In 2009-10, crimes committed fell to 9.6 million - 9% below the previous year, indicating that the recession has not caused an increase in offences.

The latest British Crime Survey (BCS) said there had been a "notable" drop in theft, burglary and fraud.

Yet violent crimes fell only 1%, which it said was not a significant change.

Sexual offences recorded by the police in 2009-10 totalled 54,509, a 6% increase on the previous year.

However, it said this rise needed "to be interpreted with caution", because the Association of Chief Police Officers (Acpo) has been taking steps to enhance the recording of serious sexual offences.

Downing Street said the latest crime figures were "clearly down", but that they were "still too high".

"There are still 26,000 crimes against people in the country every day," said the prime minister's official spokesman said.

'Recognise challenge'

The BCS report measures the level of crime in England and Wales by asking people about crimes they have experienced in the past year.

As a result, its overall figure includes crimes which have not been reported to the police.

However, the number of crimes recorded by police forces across England and Wales also declined in 2009-10, down 8% to 4.3 million offences.

"The statistics released today reflect the efforts of our workforce in doing all they can to protect communities from harm," said Chief Constable Keith Bristow, head of crime at Acpo.

The latest crime figures come after a report for Police Review magazine said budget cuts in the police service in England and Wales could lead to 60,000 police officer and civilian posts being axed by 2015.

Chief Constable Keith Bristow said: "Like many sectors, policing will be expected to deliver more for less.

"We recognise the challenge and remain resolutely committed to protecting the public which we serve."

Campaign group Criminal Justice Alliance (CJA) said the latest crime figures were "a welcome sign that recent progress has been sustained, and that the recession has not yet led to the predicted rise in crime".

"However, it exposes the futility of the current prison-building programme, which will create thousands of unaffordable new prison places at a time when crime continues to fall," said CJA campaign director Jon Collins.

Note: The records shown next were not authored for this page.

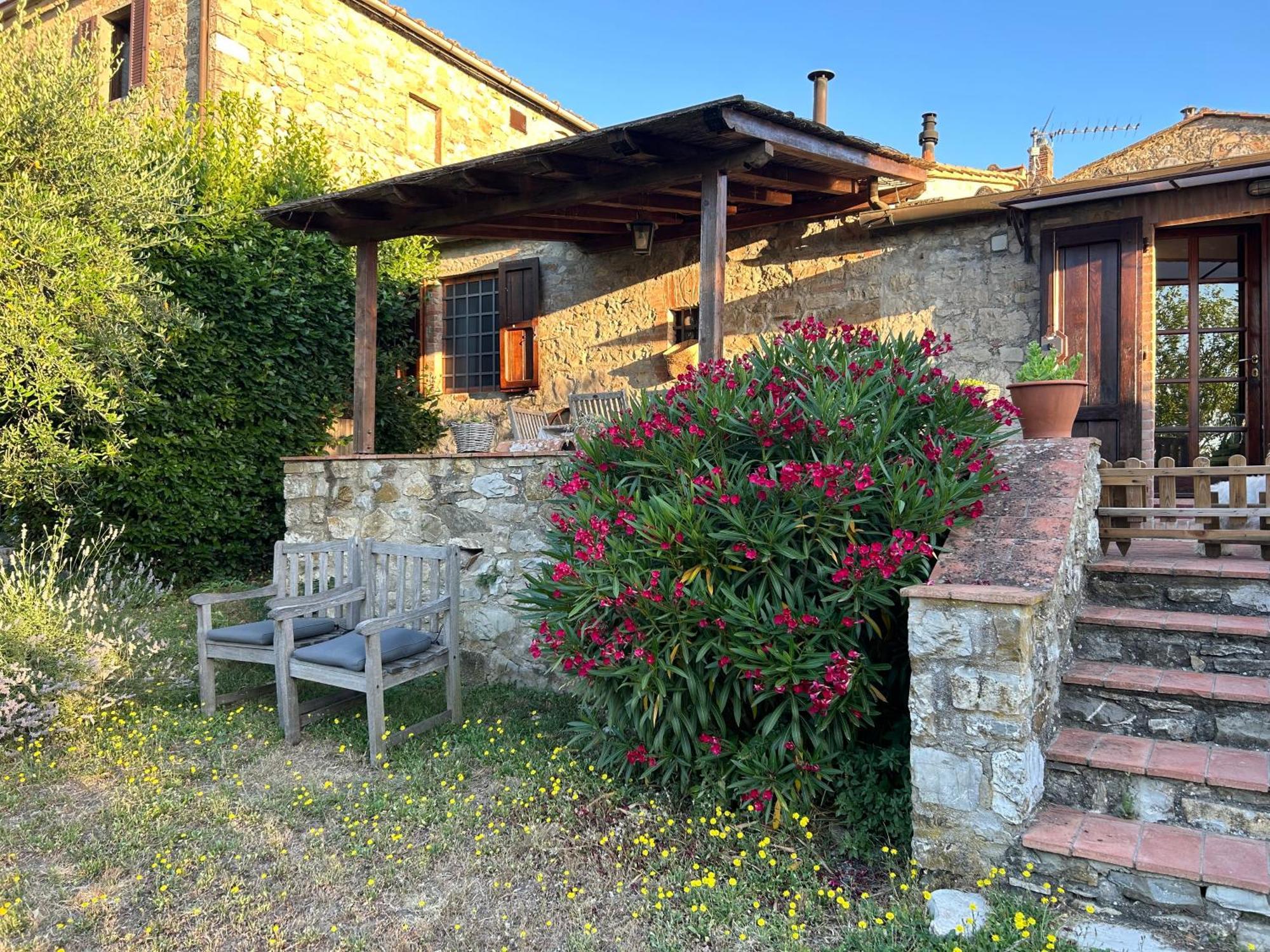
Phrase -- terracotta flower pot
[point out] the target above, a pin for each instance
(1047, 408)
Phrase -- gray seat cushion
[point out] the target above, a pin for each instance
(350, 651)
(262, 633)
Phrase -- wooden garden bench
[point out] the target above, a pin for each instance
(300, 571)
(410, 629)
(608, 406)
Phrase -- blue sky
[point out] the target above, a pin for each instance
(990, 70)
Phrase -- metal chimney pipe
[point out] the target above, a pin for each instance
(929, 138)
(821, 97)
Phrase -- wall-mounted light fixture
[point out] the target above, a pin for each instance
(642, 233)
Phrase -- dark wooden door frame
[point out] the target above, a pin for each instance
(1254, 319)
(1132, 315)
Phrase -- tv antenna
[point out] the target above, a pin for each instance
(1046, 135)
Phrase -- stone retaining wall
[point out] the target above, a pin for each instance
(989, 638)
(495, 507)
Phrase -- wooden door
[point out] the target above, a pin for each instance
(1208, 345)
(1092, 279)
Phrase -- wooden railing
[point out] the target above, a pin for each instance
(1141, 502)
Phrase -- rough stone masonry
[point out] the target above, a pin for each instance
(493, 506)
(989, 637)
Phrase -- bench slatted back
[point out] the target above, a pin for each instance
(313, 568)
(526, 425)
(402, 577)
(608, 406)
(1141, 502)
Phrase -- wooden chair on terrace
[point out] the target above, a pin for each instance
(408, 592)
(608, 406)
(305, 571)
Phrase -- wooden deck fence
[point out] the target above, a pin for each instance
(1141, 502)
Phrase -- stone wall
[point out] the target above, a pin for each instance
(606, 319)
(495, 507)
(173, 41)
(1206, 138)
(989, 638)
(378, 92)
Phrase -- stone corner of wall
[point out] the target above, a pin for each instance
(989, 637)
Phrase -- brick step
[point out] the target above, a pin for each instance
(1219, 586)
(1201, 786)
(1169, 705)
(1222, 644)
(1235, 870)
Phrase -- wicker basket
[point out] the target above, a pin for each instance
(474, 437)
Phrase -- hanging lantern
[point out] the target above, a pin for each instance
(642, 232)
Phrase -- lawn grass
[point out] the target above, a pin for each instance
(157, 828)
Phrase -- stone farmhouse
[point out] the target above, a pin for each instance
(394, 95)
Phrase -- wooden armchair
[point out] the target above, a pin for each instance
(303, 571)
(408, 592)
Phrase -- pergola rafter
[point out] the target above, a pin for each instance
(695, 173)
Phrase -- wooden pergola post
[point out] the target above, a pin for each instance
(365, 319)
(714, 257)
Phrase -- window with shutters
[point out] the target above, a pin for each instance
(130, 49)
(490, 334)
(121, 51)
(684, 324)
(471, 341)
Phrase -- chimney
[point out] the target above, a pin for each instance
(821, 98)
(1041, 163)
(929, 138)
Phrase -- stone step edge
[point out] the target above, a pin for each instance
(1196, 568)
(1170, 684)
(1230, 769)
(1208, 859)
(1191, 623)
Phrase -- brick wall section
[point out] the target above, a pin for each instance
(989, 637)
(495, 507)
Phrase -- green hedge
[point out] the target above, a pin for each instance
(267, 366)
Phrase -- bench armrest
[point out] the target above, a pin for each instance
(299, 606)
(215, 598)
(373, 626)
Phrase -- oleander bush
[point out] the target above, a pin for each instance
(723, 577)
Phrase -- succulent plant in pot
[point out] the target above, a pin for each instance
(1047, 393)
(473, 433)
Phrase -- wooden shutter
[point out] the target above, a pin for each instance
(84, 32)
(139, 40)
(520, 298)
(1092, 279)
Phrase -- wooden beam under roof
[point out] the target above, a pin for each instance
(820, 149)
(794, 180)
(811, 210)
(474, 211)
(657, 202)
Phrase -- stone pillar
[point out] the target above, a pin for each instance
(987, 658)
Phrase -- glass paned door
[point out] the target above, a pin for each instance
(1207, 367)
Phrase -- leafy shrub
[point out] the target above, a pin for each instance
(267, 367)
(1047, 365)
(73, 640)
(723, 583)
(84, 190)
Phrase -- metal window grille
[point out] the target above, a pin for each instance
(471, 342)
(685, 324)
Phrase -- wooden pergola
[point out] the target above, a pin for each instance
(702, 172)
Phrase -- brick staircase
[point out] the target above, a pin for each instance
(1158, 785)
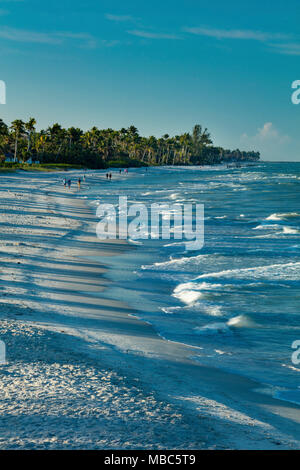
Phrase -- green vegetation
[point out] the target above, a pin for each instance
(57, 147)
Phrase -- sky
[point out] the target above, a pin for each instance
(161, 65)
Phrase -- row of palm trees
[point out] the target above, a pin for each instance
(99, 147)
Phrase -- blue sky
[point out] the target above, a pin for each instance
(161, 65)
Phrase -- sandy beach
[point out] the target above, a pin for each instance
(83, 372)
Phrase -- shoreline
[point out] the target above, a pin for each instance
(49, 295)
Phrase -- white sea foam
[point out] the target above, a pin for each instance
(241, 321)
(287, 215)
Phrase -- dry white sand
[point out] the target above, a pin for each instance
(81, 371)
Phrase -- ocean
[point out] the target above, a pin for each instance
(237, 299)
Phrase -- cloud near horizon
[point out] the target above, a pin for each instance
(55, 38)
(267, 134)
(236, 34)
(120, 18)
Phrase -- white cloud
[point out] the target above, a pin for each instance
(287, 48)
(268, 140)
(150, 35)
(55, 38)
(236, 34)
(120, 18)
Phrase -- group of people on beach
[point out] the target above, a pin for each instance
(69, 182)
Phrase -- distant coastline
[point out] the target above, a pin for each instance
(96, 148)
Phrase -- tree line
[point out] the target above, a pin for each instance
(100, 148)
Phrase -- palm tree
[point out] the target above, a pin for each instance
(18, 129)
(30, 128)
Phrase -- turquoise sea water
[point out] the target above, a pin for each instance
(237, 298)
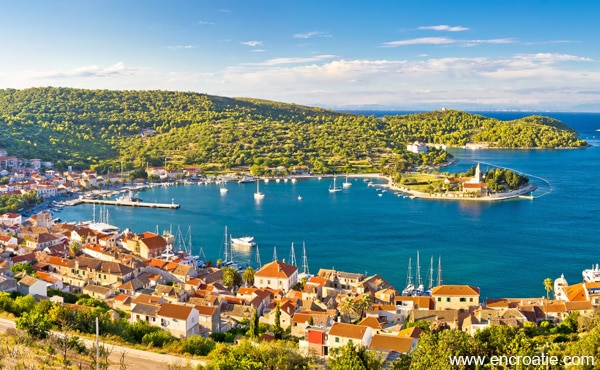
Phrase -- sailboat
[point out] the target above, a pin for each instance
(223, 189)
(420, 289)
(409, 285)
(333, 188)
(346, 184)
(258, 195)
(228, 258)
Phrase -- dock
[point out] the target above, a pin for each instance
(123, 203)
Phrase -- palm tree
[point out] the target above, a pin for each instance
(228, 277)
(548, 286)
(347, 307)
(248, 276)
(363, 304)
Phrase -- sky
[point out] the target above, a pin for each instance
(530, 55)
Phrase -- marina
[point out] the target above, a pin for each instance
(124, 203)
(358, 230)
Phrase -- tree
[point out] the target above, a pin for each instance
(277, 330)
(548, 287)
(231, 277)
(356, 358)
(248, 276)
(35, 324)
(363, 304)
(434, 350)
(347, 308)
(253, 330)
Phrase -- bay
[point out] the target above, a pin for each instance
(506, 248)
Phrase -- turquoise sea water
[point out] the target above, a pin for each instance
(506, 248)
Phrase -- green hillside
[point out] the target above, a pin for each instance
(102, 127)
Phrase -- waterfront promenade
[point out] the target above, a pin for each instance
(123, 203)
(523, 192)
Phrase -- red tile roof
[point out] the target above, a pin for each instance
(175, 311)
(276, 269)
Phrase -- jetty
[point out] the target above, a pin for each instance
(123, 203)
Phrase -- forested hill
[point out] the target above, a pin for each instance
(85, 127)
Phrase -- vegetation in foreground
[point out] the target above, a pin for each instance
(575, 336)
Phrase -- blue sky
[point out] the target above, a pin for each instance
(527, 55)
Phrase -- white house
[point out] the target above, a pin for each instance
(32, 286)
(181, 321)
(417, 147)
(276, 275)
(341, 334)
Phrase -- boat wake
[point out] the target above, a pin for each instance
(546, 189)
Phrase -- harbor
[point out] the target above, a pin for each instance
(75, 202)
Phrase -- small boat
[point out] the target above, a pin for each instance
(333, 188)
(258, 195)
(246, 180)
(243, 241)
(346, 184)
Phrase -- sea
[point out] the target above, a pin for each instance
(505, 248)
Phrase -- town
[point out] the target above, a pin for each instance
(143, 276)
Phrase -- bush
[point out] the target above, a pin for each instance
(157, 339)
(198, 345)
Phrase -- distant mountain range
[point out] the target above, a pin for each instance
(104, 128)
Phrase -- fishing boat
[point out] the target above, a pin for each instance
(333, 188)
(591, 275)
(243, 241)
(258, 195)
(246, 180)
(228, 255)
(346, 183)
(222, 189)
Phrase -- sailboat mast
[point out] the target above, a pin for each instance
(226, 246)
(430, 285)
(292, 256)
(440, 282)
(409, 272)
(258, 258)
(304, 260)
(418, 275)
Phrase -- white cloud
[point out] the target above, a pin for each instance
(420, 41)
(444, 27)
(444, 41)
(443, 81)
(180, 47)
(542, 80)
(252, 43)
(312, 34)
(292, 60)
(549, 58)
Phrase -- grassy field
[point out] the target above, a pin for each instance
(422, 182)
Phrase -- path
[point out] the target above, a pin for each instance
(135, 359)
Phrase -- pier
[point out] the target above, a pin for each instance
(123, 203)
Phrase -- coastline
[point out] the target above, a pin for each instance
(515, 194)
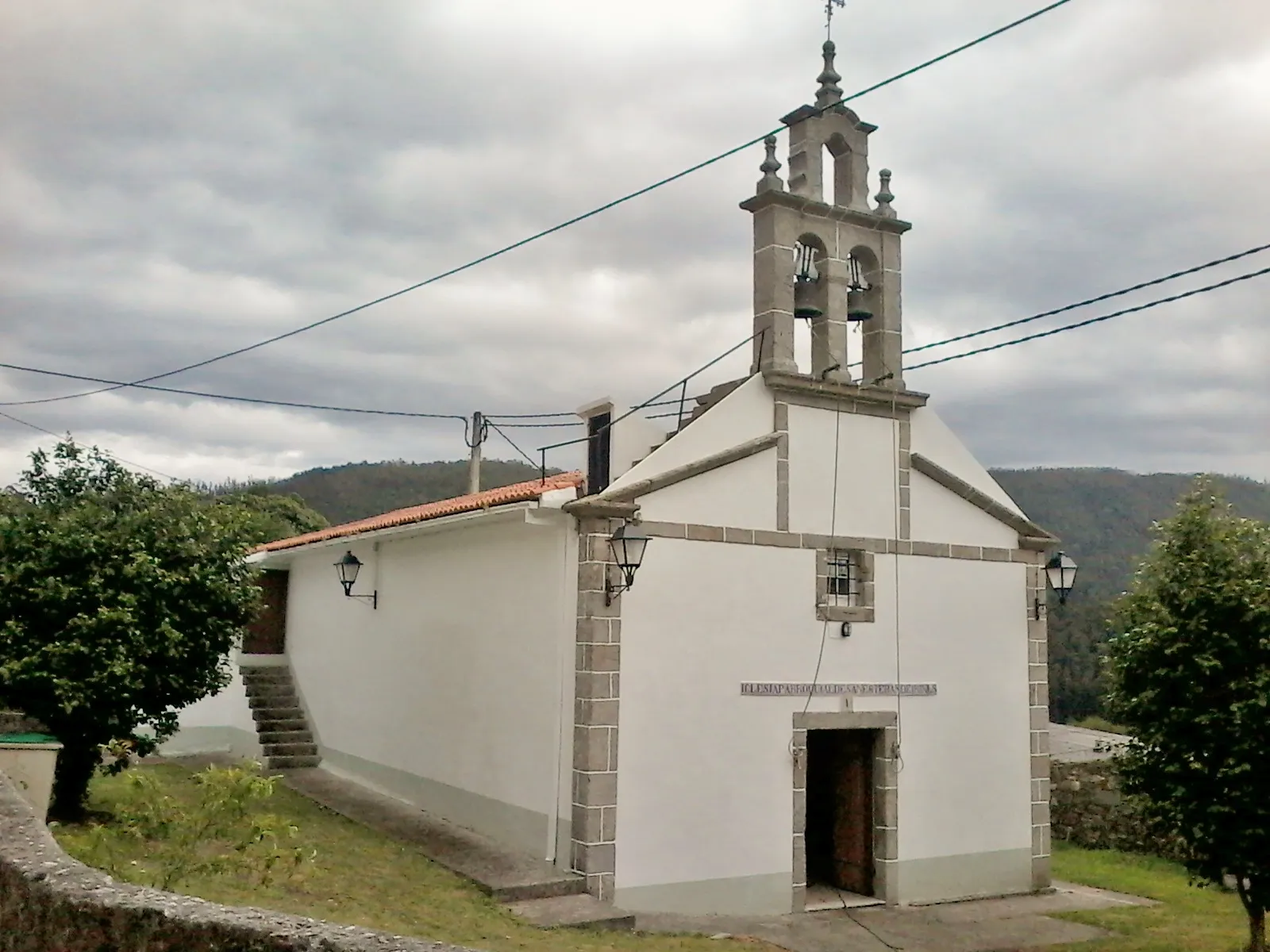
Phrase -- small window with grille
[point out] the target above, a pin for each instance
(844, 578)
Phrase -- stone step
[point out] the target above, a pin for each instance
(267, 725)
(286, 698)
(579, 912)
(266, 676)
(552, 885)
(298, 735)
(290, 749)
(291, 763)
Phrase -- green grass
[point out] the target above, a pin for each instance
(1189, 918)
(1100, 724)
(361, 877)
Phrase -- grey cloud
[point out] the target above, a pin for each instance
(181, 181)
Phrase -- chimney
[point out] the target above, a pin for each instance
(598, 416)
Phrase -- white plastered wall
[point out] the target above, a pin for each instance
(865, 501)
(448, 695)
(705, 776)
(220, 724)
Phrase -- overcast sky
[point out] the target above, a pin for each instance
(182, 179)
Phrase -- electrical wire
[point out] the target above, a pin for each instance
(1091, 300)
(224, 397)
(575, 220)
(107, 452)
(499, 432)
(1092, 321)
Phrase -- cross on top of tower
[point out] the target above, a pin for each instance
(829, 16)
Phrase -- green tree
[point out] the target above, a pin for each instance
(120, 601)
(272, 516)
(1191, 679)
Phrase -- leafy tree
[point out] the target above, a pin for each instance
(1191, 677)
(272, 516)
(120, 601)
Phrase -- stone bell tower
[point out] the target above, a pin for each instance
(832, 263)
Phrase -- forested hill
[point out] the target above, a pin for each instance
(1104, 516)
(359, 490)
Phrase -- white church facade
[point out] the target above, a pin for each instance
(831, 666)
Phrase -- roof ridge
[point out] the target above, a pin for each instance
(423, 512)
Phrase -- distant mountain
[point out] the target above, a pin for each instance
(1104, 516)
(1104, 520)
(359, 490)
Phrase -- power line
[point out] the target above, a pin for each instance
(222, 397)
(1091, 300)
(499, 432)
(1094, 321)
(107, 452)
(569, 222)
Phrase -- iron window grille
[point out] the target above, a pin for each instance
(844, 579)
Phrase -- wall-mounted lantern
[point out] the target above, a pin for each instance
(806, 278)
(1060, 574)
(347, 569)
(628, 545)
(856, 289)
(1060, 571)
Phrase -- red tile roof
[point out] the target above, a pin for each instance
(503, 495)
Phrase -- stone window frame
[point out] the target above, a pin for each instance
(863, 609)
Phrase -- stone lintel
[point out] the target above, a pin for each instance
(823, 209)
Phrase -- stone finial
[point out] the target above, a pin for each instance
(829, 92)
(884, 196)
(772, 182)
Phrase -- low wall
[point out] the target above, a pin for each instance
(50, 903)
(1089, 809)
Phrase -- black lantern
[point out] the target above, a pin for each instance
(856, 289)
(628, 545)
(347, 569)
(1060, 571)
(806, 278)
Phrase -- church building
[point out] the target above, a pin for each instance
(819, 668)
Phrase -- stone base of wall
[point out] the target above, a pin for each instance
(1087, 809)
(50, 903)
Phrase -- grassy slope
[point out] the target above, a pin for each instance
(362, 877)
(1187, 918)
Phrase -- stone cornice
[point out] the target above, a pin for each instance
(797, 384)
(601, 508)
(641, 488)
(1030, 535)
(823, 209)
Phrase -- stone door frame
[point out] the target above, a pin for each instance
(886, 797)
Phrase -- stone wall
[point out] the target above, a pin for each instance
(50, 903)
(1089, 809)
(18, 723)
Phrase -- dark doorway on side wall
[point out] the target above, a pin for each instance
(267, 634)
(840, 810)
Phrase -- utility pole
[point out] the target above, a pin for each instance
(478, 437)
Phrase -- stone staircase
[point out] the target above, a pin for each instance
(279, 721)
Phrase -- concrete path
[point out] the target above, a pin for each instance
(976, 926)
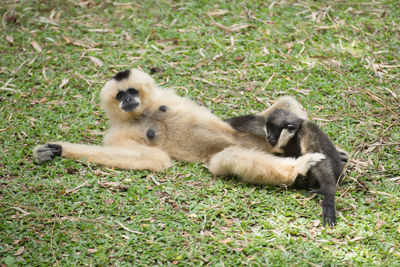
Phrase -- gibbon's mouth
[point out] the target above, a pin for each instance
(129, 107)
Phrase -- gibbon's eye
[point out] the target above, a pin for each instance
(291, 127)
(120, 95)
(132, 91)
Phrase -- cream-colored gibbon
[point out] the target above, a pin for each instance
(150, 125)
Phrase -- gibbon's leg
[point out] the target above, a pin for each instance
(132, 157)
(287, 103)
(258, 167)
(327, 181)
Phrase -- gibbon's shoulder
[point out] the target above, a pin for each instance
(133, 78)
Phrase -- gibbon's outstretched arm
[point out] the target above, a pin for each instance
(132, 157)
(257, 167)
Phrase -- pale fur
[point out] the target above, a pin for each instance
(185, 131)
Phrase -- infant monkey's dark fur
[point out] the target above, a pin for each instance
(292, 136)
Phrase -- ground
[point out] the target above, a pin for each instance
(340, 59)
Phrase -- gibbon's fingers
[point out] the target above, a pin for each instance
(46, 152)
(146, 158)
(328, 210)
(305, 162)
(257, 167)
(287, 103)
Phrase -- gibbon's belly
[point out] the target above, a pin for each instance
(195, 143)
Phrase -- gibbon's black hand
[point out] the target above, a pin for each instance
(47, 152)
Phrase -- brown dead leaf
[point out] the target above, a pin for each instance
(127, 36)
(43, 100)
(109, 201)
(36, 46)
(379, 223)
(233, 28)
(19, 251)
(79, 43)
(10, 39)
(218, 12)
(225, 241)
(113, 185)
(97, 61)
(67, 39)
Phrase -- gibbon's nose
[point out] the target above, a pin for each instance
(271, 140)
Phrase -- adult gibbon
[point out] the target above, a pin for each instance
(149, 126)
(291, 136)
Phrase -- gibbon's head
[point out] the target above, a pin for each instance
(127, 94)
(281, 126)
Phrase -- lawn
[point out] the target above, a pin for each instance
(340, 59)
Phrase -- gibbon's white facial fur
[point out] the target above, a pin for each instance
(122, 82)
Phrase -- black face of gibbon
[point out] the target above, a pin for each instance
(281, 120)
(128, 99)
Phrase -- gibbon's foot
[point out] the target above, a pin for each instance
(46, 152)
(305, 162)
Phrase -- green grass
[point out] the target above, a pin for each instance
(340, 59)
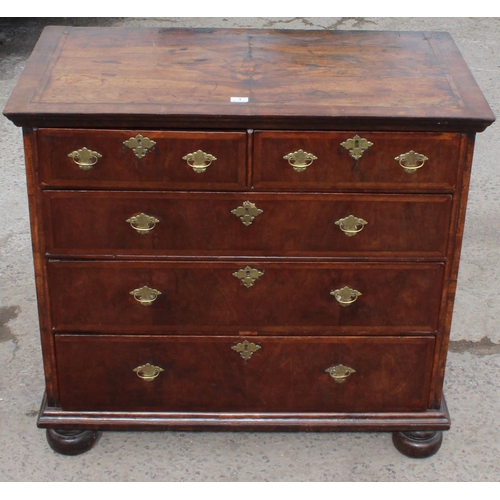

"The new government should take advantage of the falling crime rate to cancel planned new prisons and use the money saved to invest in services in the community that will sustain lower levels of crime."

While the number of crimes recorded by police forces across England and Wales declined by 8% in 2009/10, the amount that they solved also fell, down 10%.

Only 1.2 million of the 4.3 million crimes recorded were solved.

Burglaries, incidents of criminal damage and offences against vehicles were three main areas with high unsolved rates.

The BCS only covers England and Wales, with data reported separately in Scotland and Northern Ireland.

In Scotland, the equivalent of the BCS is the Scottish Crime and Justice Survey.

Its last report, for 2008/09, said the number of crimes experienced by the Scottish public totalled 1.04 million.

This compares with one million crimes in its previous survey for the year 2005/06, which it said was not a statistically significant change.

The most recent official data for crimes reported to the police in Scotland showed they fell 2% in 2008/09 from a year earlier.

Meanwhile, the number of reported crimes in Northern Ireland in 2009/10 declined 0.9% from 2008/09.

Figures published by the Ministry of Justice on Thursday show almost a quarter of men in England and Wales have a criminal conviction.

In 2006, 24% of men aged 18 to 52 had been convicted at least once in their life. The number does not include people convicted of the most minor offences or those who have been cautioned.